Wikipedia, die bekannte Online-Enzyklopädie, hat angekündigt, keine Kryptospenden mehr anzunehmen. Die Organisation hat sogar ihr Bitpay-Konto geschlossen, auf das der Großteil der Kryptospenden eingezahlt wurde.

, in einer Erklärung bekannt, keine Kryptospenden mehr anzunehmen . Zuvor hatte es Diskussionen darüber gegeben, ob Kryptospenden weiterhin akzeptiert werden sollten. Berichten zufolge forderten über 200 Redakteure der Enzyklopädie , dass die Organisation keine Kryptospenden mehr annehmen solle. Schließlich sprachen sich 70 Prozent der Befragten dent einer Umfrage der Online-Bibliothek dafür aus, dass Wikipedia keine Kryptospenden mehr annehmen solle.

Die Wikimedia Foundation hat beschlossen, die direkte Annahme von Kryptowährungen als Spendenmittel einzustellen… diese Entscheidung basiert auf dem jüngsten Feedback aus der [Freiwilligen- und Spender-]Community.

Die Stiftung

Die Stiftung erklärte weiter, sie nehme seit 2014 auf Wunsch von Freiwilligen und Spendern Kryptospenden entgegen. Im letzten Geschäftsjahr gingen Berichten zufolge Kryptospenden im Wert von rund 130.000 US-Dollar ein, was jedoch weniger als 0,1 Prozent ihrer Einnahmen entspricht.

Siehe auch  HashKey Groups Sprung in Ethereum Layer-2: Eine schnelle Vorstoßmaßnahme für Web3

Hintergrund: Wikipedia stoppt die Annahme von Kryptospenden

Kryptospenden sind in letzter Zeit immer beliebter geworden, insbesondere da digitale Währungen weltweit immer mehr Anhänger finden und akzeptiert werden.
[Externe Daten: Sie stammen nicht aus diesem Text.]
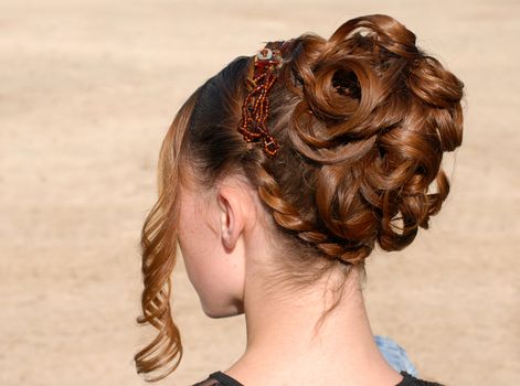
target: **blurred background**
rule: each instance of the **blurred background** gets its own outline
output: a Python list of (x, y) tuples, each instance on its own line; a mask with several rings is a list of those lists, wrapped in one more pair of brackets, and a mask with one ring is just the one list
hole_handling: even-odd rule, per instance
[[(466, 85), (443, 211), (368, 260), (373, 331), (425, 378), (518, 384), (519, 1), (1, 0), (1, 385), (146, 384), (139, 236), (176, 111), (263, 42), (369, 13), (396, 18)], [(182, 261), (173, 280), (185, 352), (160, 385), (191, 385), (242, 354), (244, 320), (206, 318)]]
Es überrascht daher, dass Wikipedia keine Kryptospenden mehr annimmt.

Hinter diesem Schritt stehen Wikipedianer wie Molly White (GorillaWarefare), die aktiv Gründe für die Enzyklopädie anführen, keine Kryptospenden von Spendern anzunehmen.

GorillaWarefare, der vorschlug, dass Wikipedia keine Krypto-Spenden mehr annehmen solle, bezeichnete diese als riskante Investition, die nur bei Privatanlegern beliebt sei.

Kryptowährungen sind extrem risikoreiche Anlagen, die erst seit Kurzem bei Privatanlegern an Popularität gewinnen.

Molly White

Sie sagte weiter:

Ich glaube nicht, dass wir ihren Einsatz auf diese Weise befürworten sollten.

Molly White

Ähnlich wie Wikipedia kündigte die Mozilla Foundation bereits im April an, keine Kryptowährungen mehr zu akzeptieren, die den energieintensiven Proof-of-Work-Konsensverfahren nutzen.